Tuesday, July 15, 2008

Agnosco veteris vestigia flammae

The evening light was subtly wrong, and the smell on the wind was wrong, too. Too flat, too warm even for summer, with a bitter, acrid tang that tasted, could the epigaulus rodent have been able to understand the word, like hot metal.

The little animal had been acting unsettled since late yesterday, browsing little and stopping for long moments to listen and sniff the air, its bright black eyes darting to every motion in the dim under story below the high canopy of what other animals many years later would call sequoia, redcedar and Douglas-fir.

Despite having lived beneath the same huge tree for all the little years since the animal was littered in a burrow under a dawn redwood near the edge of what was now a clearing and small pond, the familiar forest lent it no confidence now. In fact, if it could have comprehended the notion of emotions, it would have felt frightened since waking late in the long afternoon. The epigaulus dimly comprehended that the wind and the heat and the smells in the air were not…right…but knew intimately the movements and rhythms of the forest. And for a day these had been strange, too; disjunctive, unusual stillness broken by the frantic rushing passage of animals, many of which stank of fear and hurt, many of which were unfamiliar to the little rodent that knew every bird and animal, predator and competitor and insignificant, that lived and passed within its circumscribed world.The epigaulus bolted a fennel top and sat up on its haunches, cocking its odd-looking horned muzzle to try and catch a hint more of the strange, metallic smell. The odd smoky haze seemed denser, the summer heat more intense, and now it could hear a vaguely familiar sound; a faint hissing and snapping.

From the shallow depths of its rodent brain the epigaulus dredged a memory connected with that sound: heat, smoke, sudden flame as the forest burned. Last summer – in fact, every summer – part of the animal’s forest had burned. The fire was common and dangerous but not devastating; a connection the little animal had no way of understanding.
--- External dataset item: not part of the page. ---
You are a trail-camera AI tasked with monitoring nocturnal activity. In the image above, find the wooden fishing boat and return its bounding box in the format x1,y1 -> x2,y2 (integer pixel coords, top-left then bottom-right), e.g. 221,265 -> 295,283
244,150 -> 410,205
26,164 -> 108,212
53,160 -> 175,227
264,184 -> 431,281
In the epigaulus’ first summer this very stand had burned over, the rodent huddled safely with its littermates in their burrow. Still nervous but now less panicked the epigaulus retreated towards its burrow, stopping to browse a less-withered plant in its slow progress. Its deep hole under the big redcedar would be cool and dim in even the biggest fire it had ever known. It scuttled down below the ground as the hissing grew to a crackling, and then a roar.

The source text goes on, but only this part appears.